I've got an unusual situation. Normally when you search a text index you are searching for a small number of keywords against documents with a larger number of terms.
例如,您可能搜索quick brown"并期望匹配the quick brown fox jumps over the lazy dog".
For example you might search for "quick brown" and expect to match "the quick brown fox jumps over the lazy dog".
I have the situation where I have lots of small phrases in my document store and I wish to match them against a larger query phrase.
For example if I have a query:
- 敏捷的棕狐跳过懒惰的狗"
- 快速棕色"
- 狐疑"
- 懒狗"
我想查找在查询中出现短语的文档.在这种情况下,quick brown"和lazy dog"(但不是fox over",因为尽管标记匹配,但它不是搜索字符串中的短语).
I'd like to find the documents that have a phrase that occurs in the query.

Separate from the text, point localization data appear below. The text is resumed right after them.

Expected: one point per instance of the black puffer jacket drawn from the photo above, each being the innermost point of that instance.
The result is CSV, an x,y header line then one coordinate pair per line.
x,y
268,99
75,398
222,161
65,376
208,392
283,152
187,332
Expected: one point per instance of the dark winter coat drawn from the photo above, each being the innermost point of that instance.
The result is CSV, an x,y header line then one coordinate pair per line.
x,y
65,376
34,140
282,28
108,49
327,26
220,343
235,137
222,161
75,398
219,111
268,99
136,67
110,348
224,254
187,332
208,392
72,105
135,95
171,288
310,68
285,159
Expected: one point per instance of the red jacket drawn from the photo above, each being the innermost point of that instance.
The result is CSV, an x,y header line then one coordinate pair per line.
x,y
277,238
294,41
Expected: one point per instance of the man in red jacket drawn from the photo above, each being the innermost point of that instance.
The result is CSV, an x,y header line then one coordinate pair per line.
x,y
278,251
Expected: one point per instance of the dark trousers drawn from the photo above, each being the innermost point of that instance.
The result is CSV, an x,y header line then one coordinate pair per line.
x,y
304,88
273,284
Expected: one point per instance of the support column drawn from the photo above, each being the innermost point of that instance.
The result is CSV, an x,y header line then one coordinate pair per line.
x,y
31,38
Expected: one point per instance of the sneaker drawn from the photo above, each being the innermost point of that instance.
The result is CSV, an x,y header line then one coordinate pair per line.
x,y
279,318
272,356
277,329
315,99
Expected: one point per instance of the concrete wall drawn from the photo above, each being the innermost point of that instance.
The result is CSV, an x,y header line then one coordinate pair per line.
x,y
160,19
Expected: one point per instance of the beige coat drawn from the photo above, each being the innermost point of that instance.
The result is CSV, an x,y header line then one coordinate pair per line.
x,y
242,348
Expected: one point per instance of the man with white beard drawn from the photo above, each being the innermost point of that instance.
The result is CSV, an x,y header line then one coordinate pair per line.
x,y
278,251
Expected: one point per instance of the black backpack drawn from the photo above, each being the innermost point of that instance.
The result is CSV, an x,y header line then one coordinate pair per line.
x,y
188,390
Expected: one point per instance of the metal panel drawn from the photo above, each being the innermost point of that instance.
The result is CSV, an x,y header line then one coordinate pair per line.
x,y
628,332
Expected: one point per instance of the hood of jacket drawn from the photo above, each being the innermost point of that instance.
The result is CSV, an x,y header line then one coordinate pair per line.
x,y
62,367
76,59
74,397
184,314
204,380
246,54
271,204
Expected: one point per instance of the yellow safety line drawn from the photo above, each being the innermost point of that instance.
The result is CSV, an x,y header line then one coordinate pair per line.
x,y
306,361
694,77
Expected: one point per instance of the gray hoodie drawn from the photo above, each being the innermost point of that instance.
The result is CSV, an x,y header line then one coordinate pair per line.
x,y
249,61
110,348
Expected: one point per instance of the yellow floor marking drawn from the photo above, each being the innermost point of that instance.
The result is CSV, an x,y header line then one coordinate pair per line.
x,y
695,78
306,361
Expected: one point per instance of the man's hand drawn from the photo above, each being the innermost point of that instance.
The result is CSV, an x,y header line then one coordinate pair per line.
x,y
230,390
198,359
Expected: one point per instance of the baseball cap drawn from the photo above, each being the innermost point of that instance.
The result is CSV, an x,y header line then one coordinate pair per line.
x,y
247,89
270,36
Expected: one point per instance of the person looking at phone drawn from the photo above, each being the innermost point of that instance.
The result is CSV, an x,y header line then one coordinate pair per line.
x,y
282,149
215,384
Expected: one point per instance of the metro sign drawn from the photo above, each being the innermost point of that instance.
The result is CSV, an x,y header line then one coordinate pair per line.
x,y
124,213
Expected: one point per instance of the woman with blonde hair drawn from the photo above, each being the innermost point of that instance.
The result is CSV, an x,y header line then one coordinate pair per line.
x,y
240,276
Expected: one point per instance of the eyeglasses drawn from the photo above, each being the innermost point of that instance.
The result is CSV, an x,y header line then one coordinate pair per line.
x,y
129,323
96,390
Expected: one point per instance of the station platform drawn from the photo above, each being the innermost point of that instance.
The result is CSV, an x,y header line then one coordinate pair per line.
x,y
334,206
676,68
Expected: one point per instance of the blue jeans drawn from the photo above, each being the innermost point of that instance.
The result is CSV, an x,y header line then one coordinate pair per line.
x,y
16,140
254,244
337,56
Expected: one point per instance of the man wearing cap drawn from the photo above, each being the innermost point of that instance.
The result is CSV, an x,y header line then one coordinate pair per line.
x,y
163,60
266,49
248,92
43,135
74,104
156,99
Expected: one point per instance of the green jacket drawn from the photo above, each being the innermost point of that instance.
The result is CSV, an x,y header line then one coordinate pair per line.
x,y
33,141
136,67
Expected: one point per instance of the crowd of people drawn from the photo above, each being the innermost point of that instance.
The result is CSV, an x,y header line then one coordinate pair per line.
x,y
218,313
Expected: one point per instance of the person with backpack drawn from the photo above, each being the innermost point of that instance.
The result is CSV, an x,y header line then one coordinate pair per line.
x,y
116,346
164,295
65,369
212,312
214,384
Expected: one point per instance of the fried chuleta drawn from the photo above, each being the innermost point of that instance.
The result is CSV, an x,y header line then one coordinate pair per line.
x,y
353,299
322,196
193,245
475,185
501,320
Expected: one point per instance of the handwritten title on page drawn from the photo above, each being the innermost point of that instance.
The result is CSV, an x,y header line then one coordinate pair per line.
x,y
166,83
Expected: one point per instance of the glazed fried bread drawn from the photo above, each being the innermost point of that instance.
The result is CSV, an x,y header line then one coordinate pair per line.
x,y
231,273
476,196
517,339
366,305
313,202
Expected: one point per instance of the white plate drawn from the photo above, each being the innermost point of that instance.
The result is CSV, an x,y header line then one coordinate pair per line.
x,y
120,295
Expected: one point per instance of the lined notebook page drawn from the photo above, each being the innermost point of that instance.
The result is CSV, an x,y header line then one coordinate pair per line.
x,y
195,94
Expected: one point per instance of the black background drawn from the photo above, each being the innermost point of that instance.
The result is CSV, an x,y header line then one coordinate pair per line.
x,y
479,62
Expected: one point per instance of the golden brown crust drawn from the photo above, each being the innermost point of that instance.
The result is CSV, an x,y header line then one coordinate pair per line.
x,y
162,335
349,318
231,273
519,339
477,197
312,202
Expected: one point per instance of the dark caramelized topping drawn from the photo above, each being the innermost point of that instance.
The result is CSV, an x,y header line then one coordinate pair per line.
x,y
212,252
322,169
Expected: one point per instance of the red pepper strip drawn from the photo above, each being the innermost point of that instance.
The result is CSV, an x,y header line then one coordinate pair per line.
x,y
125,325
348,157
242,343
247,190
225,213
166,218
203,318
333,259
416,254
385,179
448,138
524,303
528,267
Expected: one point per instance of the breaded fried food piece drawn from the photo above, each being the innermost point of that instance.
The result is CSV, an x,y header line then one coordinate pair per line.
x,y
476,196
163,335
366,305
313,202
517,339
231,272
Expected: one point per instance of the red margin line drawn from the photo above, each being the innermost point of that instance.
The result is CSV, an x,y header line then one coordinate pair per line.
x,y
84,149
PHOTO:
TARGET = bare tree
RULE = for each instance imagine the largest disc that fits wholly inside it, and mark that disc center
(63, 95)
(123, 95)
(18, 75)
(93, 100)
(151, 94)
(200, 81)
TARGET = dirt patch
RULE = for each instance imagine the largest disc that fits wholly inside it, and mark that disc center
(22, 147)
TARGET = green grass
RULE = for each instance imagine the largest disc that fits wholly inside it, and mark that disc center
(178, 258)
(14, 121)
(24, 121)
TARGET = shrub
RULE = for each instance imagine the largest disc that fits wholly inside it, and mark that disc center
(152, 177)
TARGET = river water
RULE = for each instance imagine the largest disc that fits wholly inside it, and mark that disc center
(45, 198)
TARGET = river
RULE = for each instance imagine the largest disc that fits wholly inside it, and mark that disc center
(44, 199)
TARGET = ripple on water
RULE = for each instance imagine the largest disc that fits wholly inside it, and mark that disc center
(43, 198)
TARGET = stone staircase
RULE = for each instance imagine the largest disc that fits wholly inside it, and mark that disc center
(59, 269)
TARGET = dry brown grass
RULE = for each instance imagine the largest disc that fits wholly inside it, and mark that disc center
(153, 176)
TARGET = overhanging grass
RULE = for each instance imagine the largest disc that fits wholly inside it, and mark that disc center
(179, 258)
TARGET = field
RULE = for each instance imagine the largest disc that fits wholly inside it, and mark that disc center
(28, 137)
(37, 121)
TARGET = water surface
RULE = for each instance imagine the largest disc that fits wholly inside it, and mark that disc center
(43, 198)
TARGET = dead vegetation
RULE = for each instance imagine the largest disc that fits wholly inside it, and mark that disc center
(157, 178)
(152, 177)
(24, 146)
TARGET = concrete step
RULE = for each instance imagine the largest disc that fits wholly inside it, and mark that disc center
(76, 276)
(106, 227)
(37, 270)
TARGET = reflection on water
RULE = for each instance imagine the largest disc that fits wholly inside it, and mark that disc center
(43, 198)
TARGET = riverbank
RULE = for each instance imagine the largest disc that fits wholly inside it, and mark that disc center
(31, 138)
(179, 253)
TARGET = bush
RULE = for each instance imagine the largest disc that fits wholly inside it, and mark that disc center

In this case "quick brown" and "lazy dog" (but not "fox over" because although the tokens match it's not a phrase in the search string).
SOLR/lucene 可以进行这种查询吗?
Is this sort of query possible with SOLR/lucene?
听起来您想在分析中使用 ShingleFilter,以便索引单词二元组:所以在查询和索引时都添加 ShingleFilterFactory.
It sounds like you want to use ShingleFilter in your analysis, so that you index word bigrams: so add ShingleFilterFactory at both query and index time.
At index time your documents are then indexed as such:
- 快速棕色"-> quick_brown
- 狐狸"-> fox_over
- 懒狗"->lazy_dog
At query time your query becomes:
- "the quick brown fox jumps over the lazy dog" -> "the_quick quick_brown brown_fox fox_jumps jumps_over over_the_lazy lazy_dog"
这样还是不行,默认会形成词组查询.因此,在您的仅查询分析器中,在 ShingleFilterFactory 之后添加 PositionFilterFactory.这会展平"查询中的位置,以便查询解析器将输出视为同义词,这将产生一个带有这些子句的布尔查询(所有应该子句,所以它基本上是一个 OR 查询):
This is still no good, by default it will form a phrase query.So in your query analyzer only add PositionFilterFactory after the ShingleFilterFactory. This "flattens" the positions in the query so that the queryparser treats the output as synonyms, which will yield a booleanquery with these subs (all SHOULD clauses, so its basically an OR query):
- the_quick 或
- quick_brown 或
- brown_fox 或
- ...
this should be the most performant way, as then its really just a booleanquery of termqueries.